Swelling-Induced Interface Crease Instabilities at Hydrogel Bilayers

Abstract

Two dissimilar hydrogel layers bonded together become unstable when the compressive stresses due to diffusion-driven swelling of the layers reach a critical point and creases form at the interface. Although creasing instabilities observed on surfaces of soft solids subjected to large compressions are well studied, the transient nature and critical conditions for the emergence of interface creases as a result of swelling behavior of hydrogels remain elusive. Here, we investigate the formation and transient growth of interface creases in bilayer hydrogels through experimental and computational approaches.
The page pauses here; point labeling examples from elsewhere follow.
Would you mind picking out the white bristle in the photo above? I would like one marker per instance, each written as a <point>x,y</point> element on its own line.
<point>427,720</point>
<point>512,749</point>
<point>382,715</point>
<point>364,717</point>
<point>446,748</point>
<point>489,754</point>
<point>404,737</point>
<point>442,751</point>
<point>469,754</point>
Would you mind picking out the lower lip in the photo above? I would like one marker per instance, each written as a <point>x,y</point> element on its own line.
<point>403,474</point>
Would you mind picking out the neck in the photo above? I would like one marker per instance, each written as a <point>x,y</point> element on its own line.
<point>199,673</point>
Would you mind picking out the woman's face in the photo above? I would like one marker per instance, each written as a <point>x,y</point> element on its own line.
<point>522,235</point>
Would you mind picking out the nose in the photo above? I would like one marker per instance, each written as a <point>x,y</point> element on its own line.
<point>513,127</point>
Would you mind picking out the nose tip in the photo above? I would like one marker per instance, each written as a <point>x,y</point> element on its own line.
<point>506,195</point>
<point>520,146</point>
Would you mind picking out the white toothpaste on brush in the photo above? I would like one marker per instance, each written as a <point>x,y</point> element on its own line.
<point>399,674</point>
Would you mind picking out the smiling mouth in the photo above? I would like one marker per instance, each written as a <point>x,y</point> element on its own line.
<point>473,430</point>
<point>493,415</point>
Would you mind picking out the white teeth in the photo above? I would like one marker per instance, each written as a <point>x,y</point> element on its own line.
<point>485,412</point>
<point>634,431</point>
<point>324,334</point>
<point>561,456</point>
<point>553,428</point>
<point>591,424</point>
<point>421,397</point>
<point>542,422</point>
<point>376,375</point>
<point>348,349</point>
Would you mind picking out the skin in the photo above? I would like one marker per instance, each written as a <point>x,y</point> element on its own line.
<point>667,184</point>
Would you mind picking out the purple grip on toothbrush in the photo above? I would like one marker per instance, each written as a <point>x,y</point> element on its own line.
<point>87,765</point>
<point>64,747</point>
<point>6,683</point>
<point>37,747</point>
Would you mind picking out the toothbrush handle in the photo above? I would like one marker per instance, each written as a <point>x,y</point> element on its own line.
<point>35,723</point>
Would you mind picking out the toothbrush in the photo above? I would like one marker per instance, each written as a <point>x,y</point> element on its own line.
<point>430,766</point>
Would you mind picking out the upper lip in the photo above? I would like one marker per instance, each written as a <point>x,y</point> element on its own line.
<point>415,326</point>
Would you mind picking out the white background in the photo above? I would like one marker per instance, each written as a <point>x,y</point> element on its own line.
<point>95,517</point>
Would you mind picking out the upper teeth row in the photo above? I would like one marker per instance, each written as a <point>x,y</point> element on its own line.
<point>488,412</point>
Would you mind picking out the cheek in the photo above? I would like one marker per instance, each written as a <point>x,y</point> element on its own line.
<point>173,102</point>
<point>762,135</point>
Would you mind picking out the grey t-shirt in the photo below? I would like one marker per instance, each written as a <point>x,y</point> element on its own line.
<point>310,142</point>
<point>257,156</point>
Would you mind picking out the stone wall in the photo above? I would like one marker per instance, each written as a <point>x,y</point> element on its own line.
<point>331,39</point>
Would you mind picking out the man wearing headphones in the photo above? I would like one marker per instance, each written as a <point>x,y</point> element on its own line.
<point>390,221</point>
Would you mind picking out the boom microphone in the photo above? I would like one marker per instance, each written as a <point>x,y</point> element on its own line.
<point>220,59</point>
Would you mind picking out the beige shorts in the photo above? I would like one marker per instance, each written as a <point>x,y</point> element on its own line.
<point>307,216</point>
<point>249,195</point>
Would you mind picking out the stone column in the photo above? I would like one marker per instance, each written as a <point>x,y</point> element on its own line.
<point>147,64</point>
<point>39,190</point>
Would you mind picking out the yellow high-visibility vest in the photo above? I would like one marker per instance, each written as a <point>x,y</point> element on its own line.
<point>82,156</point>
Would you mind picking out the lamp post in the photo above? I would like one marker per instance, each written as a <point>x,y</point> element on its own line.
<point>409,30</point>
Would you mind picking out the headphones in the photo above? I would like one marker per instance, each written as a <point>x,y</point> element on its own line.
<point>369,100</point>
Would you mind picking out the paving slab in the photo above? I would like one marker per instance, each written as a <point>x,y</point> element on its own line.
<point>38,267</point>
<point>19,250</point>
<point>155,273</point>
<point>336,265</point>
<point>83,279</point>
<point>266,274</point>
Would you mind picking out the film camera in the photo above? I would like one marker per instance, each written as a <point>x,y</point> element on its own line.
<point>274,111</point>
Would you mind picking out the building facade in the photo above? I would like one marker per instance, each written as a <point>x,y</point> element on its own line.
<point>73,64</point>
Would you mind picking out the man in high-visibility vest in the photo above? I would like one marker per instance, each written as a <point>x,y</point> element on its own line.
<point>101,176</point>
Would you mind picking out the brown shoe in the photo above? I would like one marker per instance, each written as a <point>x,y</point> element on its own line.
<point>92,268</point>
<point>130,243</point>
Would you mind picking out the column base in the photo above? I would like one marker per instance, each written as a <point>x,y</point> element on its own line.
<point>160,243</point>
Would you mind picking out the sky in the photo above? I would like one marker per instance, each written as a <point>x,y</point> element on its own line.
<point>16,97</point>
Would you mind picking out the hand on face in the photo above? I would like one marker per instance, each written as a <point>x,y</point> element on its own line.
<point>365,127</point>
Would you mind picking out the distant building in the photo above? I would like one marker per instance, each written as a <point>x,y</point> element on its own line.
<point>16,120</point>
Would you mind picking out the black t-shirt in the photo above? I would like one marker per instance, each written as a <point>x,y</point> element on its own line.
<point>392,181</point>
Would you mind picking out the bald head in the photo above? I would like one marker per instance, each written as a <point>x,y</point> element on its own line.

Equipped with a mixed isogeometric analysis that accounts for large swelling deformations along with dissipative fluid transport phenomena, we show that both the equilibrium and the transient characteristics of interface creases can be tuned by controlling the material properties, in contrast to the reported material-independent behavior of creases in elastomers. The effects of material parameters on the onset and growth of interface creases are quantified in terms of the critical swelling ratio and critical chemical potential, and these values are compared to the critical conditions for the emergence of wrinkling instabilities. In agreement with our experimental observations of swelling bilayer hydrogels, our computational results demonstrate that the formation of creases is energetically more favorable than wrinkle formation at the interface.